Oude Testament

Nieuwe Testament

Genesis 31:20-31 NBG-vertaling 1951 (NBG51)

20. En Jakob misleidde de Arameeër Laban door hem niet te vertellen, dat hij wilde vluchten.

21. Zo vluchtte hij met alles wat hij had, begaf zich op weg, trok over de Rivier en sloeg de richting in naar het gebergte van Gilead.

22. Toen aan Laban op de derde dag werd bericht, dat Jakob gevlucht was,

23. nam hij zijn verwanten met zich mee, achtervolgde hem zeven dagreizen ver, en haalde hem in op het gebergte van Gilead.

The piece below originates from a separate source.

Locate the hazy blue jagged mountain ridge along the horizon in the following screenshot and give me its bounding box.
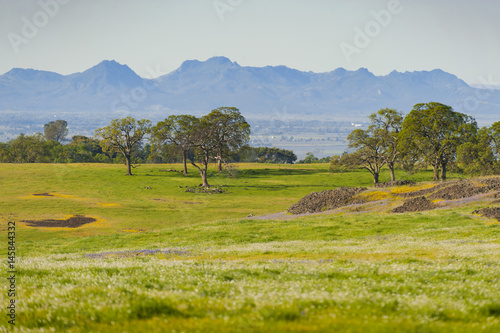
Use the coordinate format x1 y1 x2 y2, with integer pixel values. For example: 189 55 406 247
0 57 500 119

24. En God kwam in een droom des nachts tot de Arameeër Laban en zeide tot hem: Neem u wel in acht, dat gij met Jakob niet ten goede of ten kwade spreekt.

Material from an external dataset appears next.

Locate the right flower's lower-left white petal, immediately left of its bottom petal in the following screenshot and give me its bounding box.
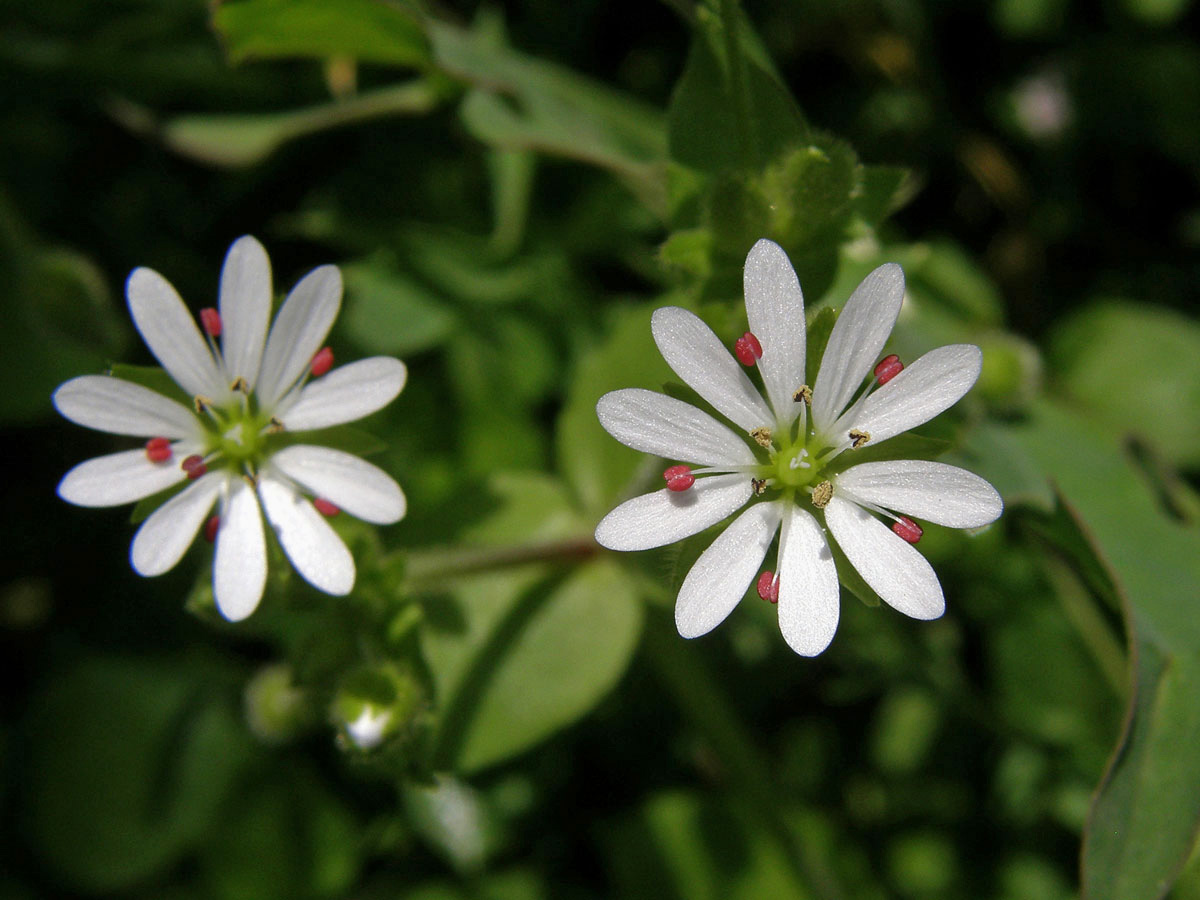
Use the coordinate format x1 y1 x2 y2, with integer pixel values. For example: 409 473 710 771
676 503 780 637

25. Toen Laban Jakob bereikte, had Jakob zijn tent opgeslagen in het gebergte; ook Laban met zijn verwanten sloegen (hun tent) in het gebergte van Gilead op.

26. En Laban zeide tot Jakob: Wat hebt gij gedaan, dat gij mij misleid en mijn dochters als krijgsgevangenen weggevoerd hebt?

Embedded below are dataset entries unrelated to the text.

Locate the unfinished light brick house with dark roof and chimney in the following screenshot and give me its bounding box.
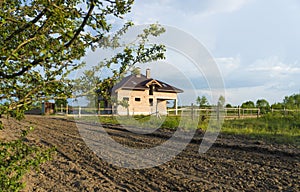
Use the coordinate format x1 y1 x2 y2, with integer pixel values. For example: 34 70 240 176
112 69 183 115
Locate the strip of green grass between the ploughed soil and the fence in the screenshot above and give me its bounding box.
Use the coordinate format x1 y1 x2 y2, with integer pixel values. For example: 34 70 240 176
74 113 300 146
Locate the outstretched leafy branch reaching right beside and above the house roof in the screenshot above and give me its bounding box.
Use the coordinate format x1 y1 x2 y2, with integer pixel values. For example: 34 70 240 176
73 24 165 104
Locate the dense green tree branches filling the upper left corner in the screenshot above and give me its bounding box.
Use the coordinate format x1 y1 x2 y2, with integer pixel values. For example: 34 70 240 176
0 0 133 118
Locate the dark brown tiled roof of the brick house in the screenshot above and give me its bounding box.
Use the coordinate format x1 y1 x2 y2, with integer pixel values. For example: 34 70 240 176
112 74 183 93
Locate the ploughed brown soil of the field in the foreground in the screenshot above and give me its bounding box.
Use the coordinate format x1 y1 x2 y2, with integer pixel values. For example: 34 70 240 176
0 116 300 191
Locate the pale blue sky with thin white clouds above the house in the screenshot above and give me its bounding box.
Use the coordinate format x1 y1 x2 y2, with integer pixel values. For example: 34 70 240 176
81 0 300 105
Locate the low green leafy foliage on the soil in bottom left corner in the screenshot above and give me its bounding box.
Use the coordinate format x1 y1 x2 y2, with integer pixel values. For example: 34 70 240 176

27. Waarom zijt gij heimelijk gevlucht en hebt gij mij misleid en het mij niet medegedeeld? Ik zou u dan uitgeleide hebben gedaan met vreugdebetoon en liederen, met tamboerijn en citer.

28. Gij hebt mij niet eens gelegenheid gegeven mijn zonen en dochters te kussen; zodoende hebt gij dwaas gehandeld.

29. Het is in mijn macht u kwaad te doen, maar de God van uw vader heeft gisterennacht tot mij gezegd: Neem u in acht, dat gij met Jakob niet ten goede of ten kwade spreekt.

30. Nu dan, als gij zijt heengegaan, enkel omdat gij zo vurig naar uws vaders huis verlangt, waarom hebt gij dan mijn goden gestolen?

31. Toen antwoordde Jakob en zeide tot Laban: Ik was bevreesd, omdat ik dacht, dat gij mij uw dochters zoudt ontrukken.